Previous adversarial examples have largely been designed in “white box” settings, where computer scientists have access to the underlying mechanics that power an algorithm. In these scenarios, researchers learn how the computer system was trained, information that helps them figure out how to trick it. These kinds of adversarial examples are considered less threatening, because they don’t closely resemble the real world, where an attacker wouldn’t have access to a proprietary algorithm.

For example, in November another team at MIT (with many of the same researchers) published a study demonstrating how Google’s InceptionV3 image classifier could be duped into thinking that a 3-D-printed turtle was a rifle. In fact, researchers could manipulate the AI into thinking the turtle was any object they wanted. While the study demonstrated that adversarial examples can be 3-D objects, it was conducted under white-box conditions. The researchers had access to how the image classifier worked.

But in this latest study, the MIT researchers did their work under “black box” conditions, without that level of insight into the target algorithm. They designed a way to quickly generate black-box adversarial examples that are capable of fooling different algorithms, including Google’s Cloud Vision API. In Google’s case, the MIT researchers targeted the part of the system of that assigns names to objects, like labeling a photo of a kitten “cat.”

What it looks like when MIT's system attacks Google's algorithm.

MIT

Despite the strict black box conditions, the researchers successfully tricked Google’s algorithm. For example, they fooled it into believing a photo of a row of machine guns was instead a picture of a helicopter, merely by slightly tweaking the pixels in the photo. To the human eye, the two images look identical. The indiscernible difference only fools the machine.

The researchers didn’t just tweak the photos randomly. They targeted the AI system using a standard method. Each time they tried to fool the AI, they analyzed their results, and then intelligently inched toward an image that could trick a computer into thinking a gun (or any other object) is something it isn’t.
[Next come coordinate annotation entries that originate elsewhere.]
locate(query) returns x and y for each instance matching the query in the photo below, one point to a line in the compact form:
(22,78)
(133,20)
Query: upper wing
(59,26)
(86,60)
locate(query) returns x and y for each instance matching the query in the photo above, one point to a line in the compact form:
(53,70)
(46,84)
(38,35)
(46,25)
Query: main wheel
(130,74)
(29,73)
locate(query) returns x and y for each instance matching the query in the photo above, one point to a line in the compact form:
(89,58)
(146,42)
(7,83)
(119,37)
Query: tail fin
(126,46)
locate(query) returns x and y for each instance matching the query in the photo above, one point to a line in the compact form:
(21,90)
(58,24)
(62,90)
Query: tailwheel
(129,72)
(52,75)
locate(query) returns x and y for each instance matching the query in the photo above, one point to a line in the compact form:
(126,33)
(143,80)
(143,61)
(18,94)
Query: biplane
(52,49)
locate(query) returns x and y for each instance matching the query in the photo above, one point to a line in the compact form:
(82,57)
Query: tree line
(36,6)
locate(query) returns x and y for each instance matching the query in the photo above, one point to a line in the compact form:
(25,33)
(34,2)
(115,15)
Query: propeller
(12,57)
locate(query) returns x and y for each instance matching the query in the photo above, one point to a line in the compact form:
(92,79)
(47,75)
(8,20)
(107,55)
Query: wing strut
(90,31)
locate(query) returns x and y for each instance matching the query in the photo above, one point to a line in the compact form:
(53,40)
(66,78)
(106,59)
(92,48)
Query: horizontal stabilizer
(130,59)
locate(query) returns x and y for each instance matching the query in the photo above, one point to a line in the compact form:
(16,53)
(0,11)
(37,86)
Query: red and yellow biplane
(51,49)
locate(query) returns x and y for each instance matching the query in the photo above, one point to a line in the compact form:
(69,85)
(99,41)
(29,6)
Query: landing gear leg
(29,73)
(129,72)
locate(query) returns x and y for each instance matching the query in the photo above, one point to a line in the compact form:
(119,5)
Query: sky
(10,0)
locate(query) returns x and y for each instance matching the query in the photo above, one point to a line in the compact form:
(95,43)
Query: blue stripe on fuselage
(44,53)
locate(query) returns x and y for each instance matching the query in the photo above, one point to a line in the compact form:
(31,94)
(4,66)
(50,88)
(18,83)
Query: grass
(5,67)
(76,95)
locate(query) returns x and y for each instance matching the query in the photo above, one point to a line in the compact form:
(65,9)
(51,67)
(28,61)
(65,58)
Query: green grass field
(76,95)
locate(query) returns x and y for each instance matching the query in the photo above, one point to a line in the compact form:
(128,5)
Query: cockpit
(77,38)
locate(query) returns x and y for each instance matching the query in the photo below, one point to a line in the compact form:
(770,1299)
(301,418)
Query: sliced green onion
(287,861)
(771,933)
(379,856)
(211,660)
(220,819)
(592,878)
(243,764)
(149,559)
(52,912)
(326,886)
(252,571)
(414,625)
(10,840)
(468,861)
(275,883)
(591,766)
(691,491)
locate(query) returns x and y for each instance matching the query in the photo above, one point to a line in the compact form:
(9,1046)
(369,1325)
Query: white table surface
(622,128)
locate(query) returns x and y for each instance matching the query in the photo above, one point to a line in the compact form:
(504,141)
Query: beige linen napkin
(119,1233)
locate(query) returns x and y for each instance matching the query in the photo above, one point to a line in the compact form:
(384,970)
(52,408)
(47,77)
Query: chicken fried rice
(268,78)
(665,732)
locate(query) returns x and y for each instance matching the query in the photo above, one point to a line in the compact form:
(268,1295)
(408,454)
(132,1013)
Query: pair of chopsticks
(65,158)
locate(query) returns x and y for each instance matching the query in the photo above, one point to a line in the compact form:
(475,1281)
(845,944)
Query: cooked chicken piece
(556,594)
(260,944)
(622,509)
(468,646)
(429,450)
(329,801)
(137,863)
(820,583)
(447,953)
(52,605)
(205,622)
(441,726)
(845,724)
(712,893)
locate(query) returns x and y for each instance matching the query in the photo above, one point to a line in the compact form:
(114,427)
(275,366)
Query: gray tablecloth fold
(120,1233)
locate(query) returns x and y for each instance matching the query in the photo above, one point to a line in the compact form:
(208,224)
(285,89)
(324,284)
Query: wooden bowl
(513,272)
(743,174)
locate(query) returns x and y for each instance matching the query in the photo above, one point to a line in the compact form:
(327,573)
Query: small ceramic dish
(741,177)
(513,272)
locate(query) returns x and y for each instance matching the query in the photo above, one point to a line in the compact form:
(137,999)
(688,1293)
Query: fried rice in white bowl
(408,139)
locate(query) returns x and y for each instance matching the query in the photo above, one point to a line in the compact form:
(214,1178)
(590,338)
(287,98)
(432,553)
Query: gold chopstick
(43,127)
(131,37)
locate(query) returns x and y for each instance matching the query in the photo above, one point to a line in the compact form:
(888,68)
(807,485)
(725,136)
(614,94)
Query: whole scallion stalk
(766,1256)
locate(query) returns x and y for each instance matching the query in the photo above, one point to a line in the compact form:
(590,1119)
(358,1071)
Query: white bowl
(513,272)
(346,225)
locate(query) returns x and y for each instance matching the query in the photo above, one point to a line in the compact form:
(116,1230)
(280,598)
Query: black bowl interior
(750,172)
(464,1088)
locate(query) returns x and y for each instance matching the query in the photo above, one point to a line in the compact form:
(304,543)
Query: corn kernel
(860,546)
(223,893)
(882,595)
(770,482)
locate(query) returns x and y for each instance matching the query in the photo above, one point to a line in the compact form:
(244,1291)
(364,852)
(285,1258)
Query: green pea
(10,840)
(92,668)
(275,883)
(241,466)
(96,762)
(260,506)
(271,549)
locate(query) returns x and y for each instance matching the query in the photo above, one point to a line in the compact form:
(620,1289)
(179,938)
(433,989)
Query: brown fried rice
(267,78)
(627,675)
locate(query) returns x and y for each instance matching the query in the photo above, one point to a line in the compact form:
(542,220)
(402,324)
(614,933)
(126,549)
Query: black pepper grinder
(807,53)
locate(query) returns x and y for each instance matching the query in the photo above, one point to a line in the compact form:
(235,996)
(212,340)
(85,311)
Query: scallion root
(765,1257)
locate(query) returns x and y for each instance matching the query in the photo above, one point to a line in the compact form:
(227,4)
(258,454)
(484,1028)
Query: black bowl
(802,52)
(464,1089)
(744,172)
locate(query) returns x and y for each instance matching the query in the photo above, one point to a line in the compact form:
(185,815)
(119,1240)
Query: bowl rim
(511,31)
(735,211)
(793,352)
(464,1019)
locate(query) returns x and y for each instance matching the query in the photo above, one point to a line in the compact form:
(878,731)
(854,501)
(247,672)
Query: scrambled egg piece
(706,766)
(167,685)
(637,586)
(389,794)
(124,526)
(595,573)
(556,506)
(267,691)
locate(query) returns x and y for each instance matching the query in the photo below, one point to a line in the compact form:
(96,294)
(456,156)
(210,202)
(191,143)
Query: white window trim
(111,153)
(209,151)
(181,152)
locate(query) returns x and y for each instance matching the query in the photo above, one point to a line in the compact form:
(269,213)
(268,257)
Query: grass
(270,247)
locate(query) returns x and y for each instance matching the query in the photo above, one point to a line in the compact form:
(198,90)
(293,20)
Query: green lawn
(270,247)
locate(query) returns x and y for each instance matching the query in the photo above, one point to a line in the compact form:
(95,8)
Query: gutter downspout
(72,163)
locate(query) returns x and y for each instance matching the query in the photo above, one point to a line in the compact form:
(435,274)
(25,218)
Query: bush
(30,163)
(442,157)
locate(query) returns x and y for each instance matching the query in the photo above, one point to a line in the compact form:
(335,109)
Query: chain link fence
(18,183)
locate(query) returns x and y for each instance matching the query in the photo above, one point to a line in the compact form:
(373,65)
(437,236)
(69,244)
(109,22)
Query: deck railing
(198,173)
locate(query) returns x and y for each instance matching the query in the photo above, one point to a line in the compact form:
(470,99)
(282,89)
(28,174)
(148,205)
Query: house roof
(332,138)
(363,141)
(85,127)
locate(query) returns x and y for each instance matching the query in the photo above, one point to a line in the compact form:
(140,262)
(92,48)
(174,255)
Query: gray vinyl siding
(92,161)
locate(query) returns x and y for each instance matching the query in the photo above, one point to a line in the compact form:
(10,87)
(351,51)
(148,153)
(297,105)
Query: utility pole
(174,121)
The researchers randomly generated their labels; in the rifle example, the classifier “helicopter” could just as easily have been “antelope.” They wanted to prove that their system worked, no matter what labels were chosen. “We can do this given anything. There’s no bias, we didn’t choose what was easy,” says Anish Athalye, a PhD student at MIT and one of the lead authors of the paper. Google declined to comment in time for publication.

What Google's algorithm originally "saw."

MIT

What the algorithm "saw" after MIT's researchers turned the image into an adversarial example.

MIT

MIT’s latest work demonstrates that attackers could potentially create adversarial examples that can trip up commercial AI systems. Google is generally considered to have one of the best security teams in the world, but one of its most futuristic products is subject to hallucinations. These kinds of attacks could one day be used to, say, dupe a luggage-scanning algorithm into thinking an explosive is a teddy bear, or a facial-recognition system into thinking the wrong person committed a crime.

It’s at least, though, a concern Google is working on; the company has published research on the issue, and even held an adversarial example competition. Last year, researchers from Google, Pennsylvania State University, and the US Army documented the first functional black box attack on a deep learning system, but this fresh research from MIT uses a faster, new method for creating adversarial examples.

These algorithms are being entrusted to tasks like filtering out hateful content on social platforms, steering driverless cars, and maybe one day scanning luggage for weapons and explosives. That’s a tremendous responsibility, given that don’t yet fully understand why adversarial examples cause deep learning algorithms to go haywire.

There are some hypotheses, but nothing conclusive, Athalye told me. Researchers have essentially created artificially intelligent systems that “think” in different ways than humans do, and no one is quite sure how they work. “I can show you two images that look exactly the same to you,” Athalye says. “And yet the classifier thinks one is a cat and one is a guacamole with 99.99 percent probability.”